Cresci sem me perguntar
O que meu pai me diria
Que faria em meu lugar
Que conselho daria
Nem na primeira briga
Nem no primeiro amor
No primeiro tombo de bicicleta,
Como evitar a dor?
E nem poderia, simplesmente nunca soube
Se empinou pipa, se brigou
Como encarou a menina?
Se caiu da bicicleta, como levantou?
Será que teve um primeiro emprego
Um menino chato na escola
Um chefe esquisito
e a menina bonita, lhe deu ou não bola?
Nunca sequer pensei se foi criança
Adolescente, como cresceu
Já conheci meu pai adulto pronto
Imagina se teve problemas como os meus...

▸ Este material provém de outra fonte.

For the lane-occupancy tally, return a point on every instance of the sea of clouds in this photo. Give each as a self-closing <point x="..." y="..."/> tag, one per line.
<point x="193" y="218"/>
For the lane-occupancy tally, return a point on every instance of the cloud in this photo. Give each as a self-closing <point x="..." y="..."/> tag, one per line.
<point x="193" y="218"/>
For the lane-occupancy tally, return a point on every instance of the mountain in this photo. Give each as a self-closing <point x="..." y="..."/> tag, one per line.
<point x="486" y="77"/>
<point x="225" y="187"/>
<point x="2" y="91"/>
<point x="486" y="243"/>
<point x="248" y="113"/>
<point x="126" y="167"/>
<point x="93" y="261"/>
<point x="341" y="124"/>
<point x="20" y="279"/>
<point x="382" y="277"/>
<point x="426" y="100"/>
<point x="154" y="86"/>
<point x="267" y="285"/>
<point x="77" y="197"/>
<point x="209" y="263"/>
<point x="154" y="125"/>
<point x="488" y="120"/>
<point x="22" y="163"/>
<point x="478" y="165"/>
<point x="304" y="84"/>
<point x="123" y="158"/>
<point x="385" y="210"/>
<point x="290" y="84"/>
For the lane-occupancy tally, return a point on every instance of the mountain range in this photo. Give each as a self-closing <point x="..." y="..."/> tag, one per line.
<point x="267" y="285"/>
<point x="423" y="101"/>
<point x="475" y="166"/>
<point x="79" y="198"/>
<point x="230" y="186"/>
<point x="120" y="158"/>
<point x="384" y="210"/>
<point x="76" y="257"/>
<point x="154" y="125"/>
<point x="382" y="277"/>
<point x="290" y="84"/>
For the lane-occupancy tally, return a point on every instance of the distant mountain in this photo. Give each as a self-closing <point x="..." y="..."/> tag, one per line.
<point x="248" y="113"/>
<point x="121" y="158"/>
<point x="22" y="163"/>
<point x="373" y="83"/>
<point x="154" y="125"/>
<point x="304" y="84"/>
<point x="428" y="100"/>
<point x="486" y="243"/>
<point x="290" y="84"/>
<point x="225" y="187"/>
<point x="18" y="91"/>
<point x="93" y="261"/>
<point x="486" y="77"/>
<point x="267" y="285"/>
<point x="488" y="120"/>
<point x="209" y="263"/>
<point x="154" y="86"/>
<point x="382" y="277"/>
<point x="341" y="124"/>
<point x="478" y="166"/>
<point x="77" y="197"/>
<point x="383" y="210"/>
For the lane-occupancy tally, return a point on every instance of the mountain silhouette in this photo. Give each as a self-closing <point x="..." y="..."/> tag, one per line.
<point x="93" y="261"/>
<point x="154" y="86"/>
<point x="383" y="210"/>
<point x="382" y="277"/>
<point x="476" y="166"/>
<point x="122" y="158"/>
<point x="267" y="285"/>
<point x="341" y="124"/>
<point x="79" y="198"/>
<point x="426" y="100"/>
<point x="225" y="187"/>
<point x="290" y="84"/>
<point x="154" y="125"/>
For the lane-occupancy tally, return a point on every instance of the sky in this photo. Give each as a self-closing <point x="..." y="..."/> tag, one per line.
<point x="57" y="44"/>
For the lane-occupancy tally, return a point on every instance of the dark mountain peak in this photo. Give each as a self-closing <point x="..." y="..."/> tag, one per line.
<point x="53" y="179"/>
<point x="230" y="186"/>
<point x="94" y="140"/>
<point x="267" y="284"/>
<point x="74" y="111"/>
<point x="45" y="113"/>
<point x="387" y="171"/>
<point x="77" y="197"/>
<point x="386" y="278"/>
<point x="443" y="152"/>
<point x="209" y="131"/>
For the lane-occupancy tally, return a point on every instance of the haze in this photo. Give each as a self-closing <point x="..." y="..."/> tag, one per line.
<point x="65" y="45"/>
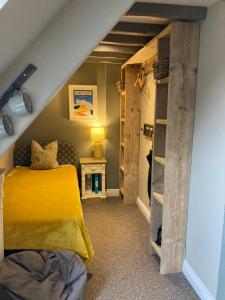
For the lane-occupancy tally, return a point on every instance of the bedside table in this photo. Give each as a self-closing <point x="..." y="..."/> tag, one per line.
<point x="92" y="177"/>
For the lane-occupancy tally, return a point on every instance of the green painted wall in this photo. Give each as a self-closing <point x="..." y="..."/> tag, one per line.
<point x="53" y="122"/>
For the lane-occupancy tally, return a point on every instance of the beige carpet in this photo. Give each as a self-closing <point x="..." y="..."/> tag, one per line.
<point x="122" y="267"/>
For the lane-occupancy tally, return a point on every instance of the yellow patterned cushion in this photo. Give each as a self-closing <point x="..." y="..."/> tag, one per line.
<point x="44" y="158"/>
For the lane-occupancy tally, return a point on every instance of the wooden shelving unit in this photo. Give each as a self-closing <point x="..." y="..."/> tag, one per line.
<point x="172" y="140"/>
<point x="172" y="143"/>
<point x="129" y="135"/>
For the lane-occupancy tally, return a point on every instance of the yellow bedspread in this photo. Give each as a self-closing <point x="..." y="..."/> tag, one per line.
<point x="42" y="210"/>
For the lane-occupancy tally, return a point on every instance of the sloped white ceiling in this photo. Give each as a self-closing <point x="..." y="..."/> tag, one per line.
<point x="20" y="23"/>
<point x="183" y="2"/>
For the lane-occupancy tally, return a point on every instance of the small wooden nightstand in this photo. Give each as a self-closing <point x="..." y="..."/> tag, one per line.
<point x="92" y="177"/>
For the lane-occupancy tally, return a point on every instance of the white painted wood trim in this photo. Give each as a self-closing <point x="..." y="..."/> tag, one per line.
<point x="143" y="209"/>
<point x="112" y="192"/>
<point x="196" y="282"/>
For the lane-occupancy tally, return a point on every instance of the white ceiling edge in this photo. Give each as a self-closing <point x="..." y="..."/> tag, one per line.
<point x="183" y="2"/>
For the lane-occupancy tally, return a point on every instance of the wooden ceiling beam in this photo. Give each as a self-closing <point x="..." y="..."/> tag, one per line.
<point x="137" y="28"/>
<point x="124" y="56"/>
<point x="126" y="39"/>
<point x="170" y="11"/>
<point x="105" y="60"/>
<point x="117" y="48"/>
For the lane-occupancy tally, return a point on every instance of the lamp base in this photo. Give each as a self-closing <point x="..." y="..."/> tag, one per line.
<point x="98" y="150"/>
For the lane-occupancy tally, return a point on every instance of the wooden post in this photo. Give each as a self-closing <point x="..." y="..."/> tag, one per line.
<point x="131" y="136"/>
<point x="2" y="171"/>
<point x="184" y="43"/>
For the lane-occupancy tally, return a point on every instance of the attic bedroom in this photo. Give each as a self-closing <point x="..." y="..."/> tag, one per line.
<point x="110" y="145"/>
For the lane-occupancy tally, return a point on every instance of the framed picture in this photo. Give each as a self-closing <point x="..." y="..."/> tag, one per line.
<point x="82" y="102"/>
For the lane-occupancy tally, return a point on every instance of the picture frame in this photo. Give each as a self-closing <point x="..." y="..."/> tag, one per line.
<point x="82" y="102"/>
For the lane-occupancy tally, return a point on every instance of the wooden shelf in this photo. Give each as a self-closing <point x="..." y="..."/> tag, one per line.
<point x="156" y="248"/>
<point x="160" y="160"/>
<point x="163" y="81"/>
<point x="159" y="197"/>
<point x="161" y="121"/>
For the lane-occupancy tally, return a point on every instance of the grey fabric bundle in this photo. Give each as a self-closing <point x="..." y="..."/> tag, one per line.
<point x="42" y="275"/>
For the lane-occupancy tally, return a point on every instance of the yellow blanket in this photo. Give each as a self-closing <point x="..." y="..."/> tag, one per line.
<point x="42" y="210"/>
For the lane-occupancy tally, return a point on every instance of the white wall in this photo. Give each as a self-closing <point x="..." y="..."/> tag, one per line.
<point x="207" y="189"/>
<point x="59" y="50"/>
<point x="6" y="160"/>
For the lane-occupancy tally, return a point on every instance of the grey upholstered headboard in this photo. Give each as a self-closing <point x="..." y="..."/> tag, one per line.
<point x="66" y="154"/>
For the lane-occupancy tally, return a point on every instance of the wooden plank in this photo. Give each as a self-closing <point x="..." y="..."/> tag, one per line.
<point x="161" y="121"/>
<point x="130" y="40"/>
<point x="163" y="81"/>
<point x="149" y="30"/>
<point x="159" y="197"/>
<point x="105" y="60"/>
<point x="170" y="11"/>
<point x="181" y="106"/>
<point x="143" y="54"/>
<point x="131" y="136"/>
<point x="160" y="160"/>
<point x="2" y="171"/>
<point x="119" y="49"/>
<point x="92" y="160"/>
<point x="124" y="56"/>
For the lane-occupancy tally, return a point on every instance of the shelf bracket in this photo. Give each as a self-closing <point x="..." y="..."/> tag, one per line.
<point x="17" y="84"/>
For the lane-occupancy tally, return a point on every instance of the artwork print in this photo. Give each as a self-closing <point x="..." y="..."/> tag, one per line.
<point x="83" y="102"/>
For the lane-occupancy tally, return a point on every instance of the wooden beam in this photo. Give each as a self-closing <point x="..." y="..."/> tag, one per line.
<point x="137" y="28"/>
<point x="130" y="40"/>
<point x="105" y="60"/>
<point x="170" y="11"/>
<point x="119" y="49"/>
<point x="124" y="56"/>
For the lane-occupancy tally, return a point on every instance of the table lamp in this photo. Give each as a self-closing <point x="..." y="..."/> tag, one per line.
<point x="98" y="136"/>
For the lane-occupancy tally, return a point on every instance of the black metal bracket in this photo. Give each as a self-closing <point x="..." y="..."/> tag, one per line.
<point x="17" y="84"/>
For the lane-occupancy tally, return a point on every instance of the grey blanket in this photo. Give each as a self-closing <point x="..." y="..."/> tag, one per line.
<point x="42" y="275"/>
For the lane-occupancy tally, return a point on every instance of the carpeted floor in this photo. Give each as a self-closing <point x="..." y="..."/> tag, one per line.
<point x="122" y="267"/>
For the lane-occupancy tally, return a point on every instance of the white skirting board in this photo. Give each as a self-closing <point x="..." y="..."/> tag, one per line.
<point x="196" y="282"/>
<point x="112" y="192"/>
<point x="144" y="210"/>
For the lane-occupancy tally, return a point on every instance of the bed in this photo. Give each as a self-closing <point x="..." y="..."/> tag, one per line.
<point x="42" y="210"/>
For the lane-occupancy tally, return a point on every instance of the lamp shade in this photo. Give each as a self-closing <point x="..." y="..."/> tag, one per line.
<point x="97" y="133"/>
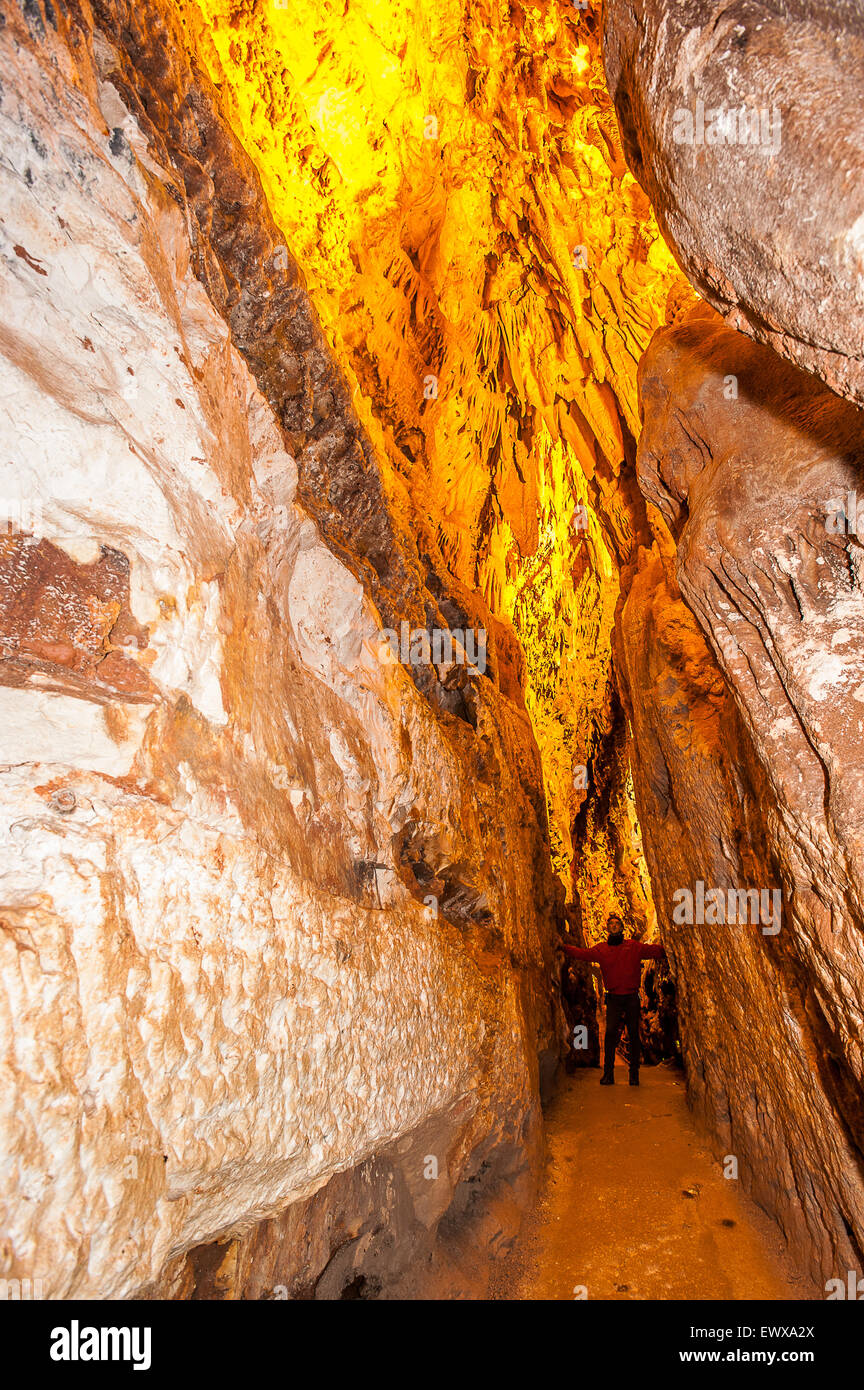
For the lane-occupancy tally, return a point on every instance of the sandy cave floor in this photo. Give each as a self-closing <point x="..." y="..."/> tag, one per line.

Só viemos a estabelecer uma conexão
Quando meu primeiro filho nasceu.
Enfim eu vivia uma situação
que com certeza meu pai viveu
compartilhávamos uma mesma sensação
Que sentimos, tanto ele quanto eu
nos demos conta, eu agora, ele tempos atrás
Da alegria eterna e da preocupação sem fim
Que um filho significa para os pais.
Inequivocamente foi assim, pra ele e pra mim
E assim fumamos juntos imaginários charutos da paz.
Refizemos nossa ligação perdida
E dali pra frente compartilhamos vivências paternais
A alegria , orgulho, os tormentos e júbilos
Nos tornamos amigos, silenciosos confidentes.
A partir de então deixei de ser órfão
E nunca mais precisei chorar,
de fato, por não ter meu pai.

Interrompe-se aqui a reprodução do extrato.